Hoje, o que você acha que configura um bom trabalho criativo na publicidade?
É difícil pensar numa fórmula vencedora, porque ela vai ser boa esse ano, e no ano seguinte já vai ter sido percorrida, então estamos sempre em busca desse jeito novo de fazer. O processo criativo se desafia o tempo todo. Acho que passamos por um momento de as marcas buscarem propósito, e isso também nos faz questionar o propósito de cada ideia, o que é fundamental. Ao mesmo tempo, também temos trabalhos que não deixam de ser mais ou menos criativos, mas cumprem um papel, seja de ser vendedor, de levar bom humor, ser informativo, ter argumentação, de posicionar um cliente em relação ao outro… Há muitas possibilidades para esse papel criativo. Estamos em tempos de buscar o propósito de cada marca, mas sempre me lembro de que todos outros papéis também têm muito valor.
Para você, por que é tão importante o olhar feminino na criação?
Estamos nesse movimento genuíno em muitos lugares. O olhar feminino tem várias coisas inspiradoras. O ambiente, a gestão, o jeito leve de conduzir, a proximidade. Temos conversas quase que como um RH. Criamos uma porta de entrada muito próxima e isso é muito bom. Temos um olhar complementar. Nosso tipo de ofício deveria ser o de explorar vários ângulos, o de ter a criatividade de ver por esse lado, e por aquele, e depois de todo jeito. Então, a diversidade deveria trazer esse ponto da complementariedade. Meu ponto de vista, feminino, de uma mulher que veio de outro estado, é diferente de outra pessoa com outro recorte social e racial, por exemplo. Temos visto que essas combinações de idades, gêneros, raças e experiências são muito produtivas, extremamente bem-vindas e trazem novos olhares pro mesmo produto e pro mesmo serviço.

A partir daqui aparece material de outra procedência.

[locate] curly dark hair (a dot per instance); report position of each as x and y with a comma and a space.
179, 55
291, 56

Quais mulheres inspiradoras você segue, lê e observa? Como elas te inspiram?
Tenho um núcleo menor e mais íntimo de amigas, madrinhas do meu casamento, e são todas publicitárias. Também faço parte de um grupo de lideranças criativas do Brasil, por onde trocamos vagas, oportunidades de palestras e em festivais. É muito construtivo, e aborda desde o método de plano de saúde na sua agência ao restante. Há ainda um recorte maior, de um outro grupo, que não tem integrantes por senioridade, mas são criativas do país todo, com skills não necessariamente de publicidade. É uma turma ainda mais aberta, multidisciplinar e diversa. Nesses grupos, as trocas são muito valiosas.
Tirando o crachá, quem é a Laura Esteves?
Sou muito apaixonada pelo que fazemos. Sou muito feliz em ter esta oportunidade como executiva, mas minha essência é criativa. Vou estar sempre tentando participar de movimentos criativos da nossa indústria. Onde estiver brilhando pontos da nossa criatividade, onde houver líderes que buscam presença feminina criativa, é nesses lugares que quero estar. Não sei se tirei o crachá, mas é isso.